Peter Edwards
- Birth name: Peter Edwards
- Date of birth: 12 August 1980 (age 44)
- Place of birth: Shrewsbury, England
- Height: 178 cm (5 ft 10 in)
- Weight: 117 kg (18 st 6 lb)

Rugby union career
- Position(s): Tighthead Prop
- Current team: Scarlets

Senior career
- Years: Team / Apps / (Points)
- 2006–15: Llanelli RFC / 59 / (0)
- 2008–13: Llandovery RFC / 101 / (25)
- 2013–14: London Welsh /  / ()
- 2016–17: Llandovery RFC / 5 / (0)
- 2017–: Merthyr RFC /  / ()

Provincial / State sides
- Years: Team / Apps / (Points)
- 2010–13, 2014–17: Scarlets / 90 / (5)

= Peter Edwards (rugby union) =

English rugby union footballer

Peter Edwards (born 12 August 1980) is a rugby union player.
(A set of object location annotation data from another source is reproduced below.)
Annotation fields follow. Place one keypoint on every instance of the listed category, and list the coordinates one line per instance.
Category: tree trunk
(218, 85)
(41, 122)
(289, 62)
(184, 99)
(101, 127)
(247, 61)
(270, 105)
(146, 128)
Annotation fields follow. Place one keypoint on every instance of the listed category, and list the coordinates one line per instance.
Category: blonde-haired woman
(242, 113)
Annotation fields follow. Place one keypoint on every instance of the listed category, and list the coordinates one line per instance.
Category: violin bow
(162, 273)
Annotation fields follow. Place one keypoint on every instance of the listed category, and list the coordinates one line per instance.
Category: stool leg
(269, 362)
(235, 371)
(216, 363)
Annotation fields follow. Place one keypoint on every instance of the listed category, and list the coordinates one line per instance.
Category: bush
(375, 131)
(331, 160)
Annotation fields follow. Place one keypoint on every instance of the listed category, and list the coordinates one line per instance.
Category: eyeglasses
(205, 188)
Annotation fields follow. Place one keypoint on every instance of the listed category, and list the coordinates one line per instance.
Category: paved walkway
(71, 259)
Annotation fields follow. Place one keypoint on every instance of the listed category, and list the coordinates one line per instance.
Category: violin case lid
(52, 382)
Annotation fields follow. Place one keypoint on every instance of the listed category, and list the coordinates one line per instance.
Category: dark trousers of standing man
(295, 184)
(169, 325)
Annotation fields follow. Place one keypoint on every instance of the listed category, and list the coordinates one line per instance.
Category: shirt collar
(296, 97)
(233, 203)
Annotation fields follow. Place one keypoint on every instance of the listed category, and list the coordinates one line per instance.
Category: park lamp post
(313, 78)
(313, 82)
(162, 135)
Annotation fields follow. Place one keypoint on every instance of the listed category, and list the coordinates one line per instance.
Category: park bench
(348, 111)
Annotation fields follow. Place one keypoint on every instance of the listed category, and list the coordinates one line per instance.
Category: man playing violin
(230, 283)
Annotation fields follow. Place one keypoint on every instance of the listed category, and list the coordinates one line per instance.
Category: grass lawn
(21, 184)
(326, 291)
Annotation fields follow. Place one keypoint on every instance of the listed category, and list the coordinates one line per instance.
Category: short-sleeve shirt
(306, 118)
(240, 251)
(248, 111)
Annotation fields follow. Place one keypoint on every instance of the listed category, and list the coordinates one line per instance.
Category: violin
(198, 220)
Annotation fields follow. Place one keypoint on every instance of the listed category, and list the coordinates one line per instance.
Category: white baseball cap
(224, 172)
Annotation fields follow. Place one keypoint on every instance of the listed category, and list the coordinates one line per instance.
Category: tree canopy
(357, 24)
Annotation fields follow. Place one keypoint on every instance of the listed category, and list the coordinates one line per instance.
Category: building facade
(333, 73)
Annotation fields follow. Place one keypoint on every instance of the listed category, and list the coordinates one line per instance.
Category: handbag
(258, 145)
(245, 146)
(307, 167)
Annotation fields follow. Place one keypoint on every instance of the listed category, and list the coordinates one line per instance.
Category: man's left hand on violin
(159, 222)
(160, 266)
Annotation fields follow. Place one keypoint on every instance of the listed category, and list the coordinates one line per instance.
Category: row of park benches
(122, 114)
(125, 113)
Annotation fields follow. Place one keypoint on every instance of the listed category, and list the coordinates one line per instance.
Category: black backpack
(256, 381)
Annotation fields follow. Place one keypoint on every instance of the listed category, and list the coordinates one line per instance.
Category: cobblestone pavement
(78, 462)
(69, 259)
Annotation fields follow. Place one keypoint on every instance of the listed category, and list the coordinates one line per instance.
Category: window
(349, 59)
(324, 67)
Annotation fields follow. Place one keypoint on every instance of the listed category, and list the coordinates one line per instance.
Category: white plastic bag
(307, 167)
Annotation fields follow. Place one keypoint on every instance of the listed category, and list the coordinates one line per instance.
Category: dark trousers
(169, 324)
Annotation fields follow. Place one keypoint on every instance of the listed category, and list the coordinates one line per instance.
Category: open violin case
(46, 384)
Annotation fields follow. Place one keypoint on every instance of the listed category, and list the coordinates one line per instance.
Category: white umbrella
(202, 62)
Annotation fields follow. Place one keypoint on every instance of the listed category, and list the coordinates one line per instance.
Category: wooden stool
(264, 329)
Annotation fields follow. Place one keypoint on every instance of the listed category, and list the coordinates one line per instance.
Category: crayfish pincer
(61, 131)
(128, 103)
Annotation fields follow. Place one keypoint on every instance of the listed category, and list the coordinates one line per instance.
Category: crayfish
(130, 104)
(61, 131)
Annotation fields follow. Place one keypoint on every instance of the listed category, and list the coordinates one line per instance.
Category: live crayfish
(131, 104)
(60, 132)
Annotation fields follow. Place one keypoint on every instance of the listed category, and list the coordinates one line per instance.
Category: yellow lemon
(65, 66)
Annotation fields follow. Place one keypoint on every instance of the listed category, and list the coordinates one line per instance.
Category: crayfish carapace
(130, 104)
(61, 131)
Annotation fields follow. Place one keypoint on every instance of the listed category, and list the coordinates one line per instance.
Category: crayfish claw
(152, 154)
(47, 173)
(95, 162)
A prop forward, he plays club rugby for the Welsh regional team the Scarlets having previously played for Llanelli RFC and Llandovery RFC. After his release from the Scarlets, he joined London Welsh for the 2013–14 season. On 20 May 2014, Edwards re-signed for the Scarlets from the 2014–15 season.